Search code examples
phpregexwhitespacepreg-match-allbad-gateway

relatively simple Preg_match_all causes 502 Bad Gateway


I have a preg_match_all functions with pattern:

preg_match_all(
    '/\[(if) ([^\]]*)\]
    ((?:(?!\[if).|(?R))*?)
    \[endif\]/sx',
    $text,
    $matches
);

It's quite easy pattern I guess, it looks for a syntax [if condition] sometext [endif], but it supports also embed ifs f.e. [if condition1] aa [if condition2] bb [endif] [endif]. I used s switch to treat newlines as dots (as I want to have it working multiline) and x for easier reading (but removing x does not fix the issue).
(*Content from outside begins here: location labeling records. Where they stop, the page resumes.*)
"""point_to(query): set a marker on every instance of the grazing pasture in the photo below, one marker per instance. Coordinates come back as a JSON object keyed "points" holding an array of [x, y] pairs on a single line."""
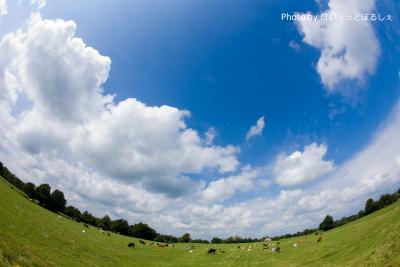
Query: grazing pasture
{"points": [[33, 236]]}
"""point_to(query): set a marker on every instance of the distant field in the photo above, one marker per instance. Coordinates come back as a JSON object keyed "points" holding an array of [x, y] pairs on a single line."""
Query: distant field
{"points": [[33, 236]]}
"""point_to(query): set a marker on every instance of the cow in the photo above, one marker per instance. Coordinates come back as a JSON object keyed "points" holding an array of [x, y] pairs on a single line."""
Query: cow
{"points": [[211, 251], [277, 249]]}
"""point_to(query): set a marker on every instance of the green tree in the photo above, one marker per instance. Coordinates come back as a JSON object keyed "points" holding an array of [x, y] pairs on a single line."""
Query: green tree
{"points": [[105, 222], [58, 201], [327, 223], [142, 230], [29, 190], [42, 192], [120, 226], [87, 217], [186, 238], [370, 206]]}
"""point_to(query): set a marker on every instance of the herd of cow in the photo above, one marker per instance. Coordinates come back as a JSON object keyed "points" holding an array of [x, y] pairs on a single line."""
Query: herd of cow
{"points": [[268, 245]]}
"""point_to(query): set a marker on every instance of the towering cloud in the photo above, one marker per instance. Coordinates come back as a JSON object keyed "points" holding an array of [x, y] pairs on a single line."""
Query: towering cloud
{"points": [[349, 48]]}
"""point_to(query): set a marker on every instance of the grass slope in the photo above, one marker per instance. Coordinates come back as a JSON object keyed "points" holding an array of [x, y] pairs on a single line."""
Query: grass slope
{"points": [[33, 236]]}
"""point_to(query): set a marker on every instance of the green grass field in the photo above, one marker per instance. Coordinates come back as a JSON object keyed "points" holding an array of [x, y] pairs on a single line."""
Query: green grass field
{"points": [[33, 236]]}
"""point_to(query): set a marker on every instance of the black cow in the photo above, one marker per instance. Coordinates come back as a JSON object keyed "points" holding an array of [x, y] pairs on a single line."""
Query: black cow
{"points": [[211, 251]]}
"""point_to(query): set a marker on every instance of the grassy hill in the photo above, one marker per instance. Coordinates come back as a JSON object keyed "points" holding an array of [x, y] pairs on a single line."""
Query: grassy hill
{"points": [[33, 236]]}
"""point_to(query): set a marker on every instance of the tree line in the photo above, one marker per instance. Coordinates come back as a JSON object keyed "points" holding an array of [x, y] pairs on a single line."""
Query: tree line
{"points": [[329, 223], [370, 206], [56, 202]]}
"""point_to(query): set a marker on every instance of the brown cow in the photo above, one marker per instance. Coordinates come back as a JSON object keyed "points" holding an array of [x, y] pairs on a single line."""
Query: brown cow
{"points": [[211, 251]]}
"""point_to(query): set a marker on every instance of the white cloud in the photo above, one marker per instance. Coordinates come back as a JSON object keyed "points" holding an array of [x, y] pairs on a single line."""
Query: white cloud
{"points": [[295, 46], [3, 7], [224, 188], [210, 135], [301, 167], [349, 49], [256, 129], [39, 3], [100, 156], [70, 117]]}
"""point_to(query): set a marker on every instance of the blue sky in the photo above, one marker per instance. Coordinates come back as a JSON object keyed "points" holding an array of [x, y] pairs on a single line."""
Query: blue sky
{"points": [[228, 63]]}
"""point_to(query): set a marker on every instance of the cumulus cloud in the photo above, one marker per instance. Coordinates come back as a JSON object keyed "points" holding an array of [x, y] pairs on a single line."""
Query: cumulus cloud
{"points": [[224, 188], [349, 49], [301, 167], [3, 7], [70, 116], [256, 129], [210, 135], [39, 3], [295, 46], [100, 155]]}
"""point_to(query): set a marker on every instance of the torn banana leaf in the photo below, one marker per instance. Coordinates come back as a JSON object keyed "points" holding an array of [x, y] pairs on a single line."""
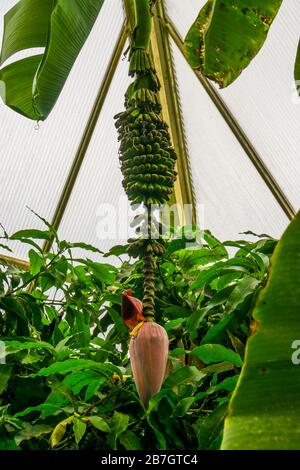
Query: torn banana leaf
{"points": [[264, 412], [227, 35], [31, 86]]}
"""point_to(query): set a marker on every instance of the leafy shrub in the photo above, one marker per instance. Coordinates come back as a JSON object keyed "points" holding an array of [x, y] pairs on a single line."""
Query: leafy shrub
{"points": [[65, 379]]}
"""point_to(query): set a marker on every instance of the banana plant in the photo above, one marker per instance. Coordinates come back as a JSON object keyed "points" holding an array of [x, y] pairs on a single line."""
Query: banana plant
{"points": [[264, 412], [32, 85], [226, 36], [222, 41]]}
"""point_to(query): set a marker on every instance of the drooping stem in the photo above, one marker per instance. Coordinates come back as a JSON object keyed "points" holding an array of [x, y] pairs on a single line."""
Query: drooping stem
{"points": [[143, 24], [149, 287]]}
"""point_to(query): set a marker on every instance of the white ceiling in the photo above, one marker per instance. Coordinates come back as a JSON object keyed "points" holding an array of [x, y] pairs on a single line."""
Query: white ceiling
{"points": [[35, 163]]}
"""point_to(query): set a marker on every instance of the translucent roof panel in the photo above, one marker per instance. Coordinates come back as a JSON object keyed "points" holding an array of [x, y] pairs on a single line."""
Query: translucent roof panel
{"points": [[35, 163], [232, 194], [98, 206], [263, 99]]}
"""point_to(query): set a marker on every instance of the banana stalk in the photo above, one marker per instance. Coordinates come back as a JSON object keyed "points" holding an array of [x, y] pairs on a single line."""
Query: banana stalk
{"points": [[147, 161]]}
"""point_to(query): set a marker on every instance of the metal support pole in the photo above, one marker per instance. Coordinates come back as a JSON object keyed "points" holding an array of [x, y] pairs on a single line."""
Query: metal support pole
{"points": [[244, 141]]}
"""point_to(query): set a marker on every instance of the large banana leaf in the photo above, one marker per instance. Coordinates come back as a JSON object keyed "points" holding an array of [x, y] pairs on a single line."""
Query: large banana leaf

It works fine for most of input data I have, but for some specific input it causes 502 Bad gateway error on nginx server without any errors or exceptions in logs that. I'm using nginx + php-fpm (5.6.15-1+deb.sury.org~trusty+1), but same happens on php7.

Here's causing 502 Bad gateway error PHP code that you can easily check it, very simple, just a variable and regex.

http://pastebin.com/G54Xa0as

Please, be sure that you copied a content 1:1, with all spaces, tabs etc.

The very stange thing is that you can remove almost any single line or even delete one indent (any few spaces in any place) to make it working.

I have no more ideas what's wrong here, I was able to create this single file to demonstrate my issue, but have no ideas how to fix it.


Solution

  • Your regex contains a negative lookahead that "tempers" the dot pattern. However, you failed to add the end delimiter to it, and thus, it became rather "heavy".

    I suggest adding the end delimiter ([endif]) to the lookahead check:

    \[(if)\s+([^\]]*+)\]((?>(?!\[(?:end)?if\b).|(?R))*)\[endif\]
                                 ^^^^^^^^
    

    See demo

    Or, you can even unroll the tempered greedy token as

    \[(if)\s+([^\]]*+)\]((?>[^[]++(?:\[(?!(?:end)?if\b)[^[]*)*|(?R))*)\[endif\]
    

    See the regex demo (however, if a [ can follow [if...], it won't work).

    Also, note that your regex has a space after (if) and since you are using /x modifier, it is not considered as a literal space, but is ignored. That is why I changed it to \s+.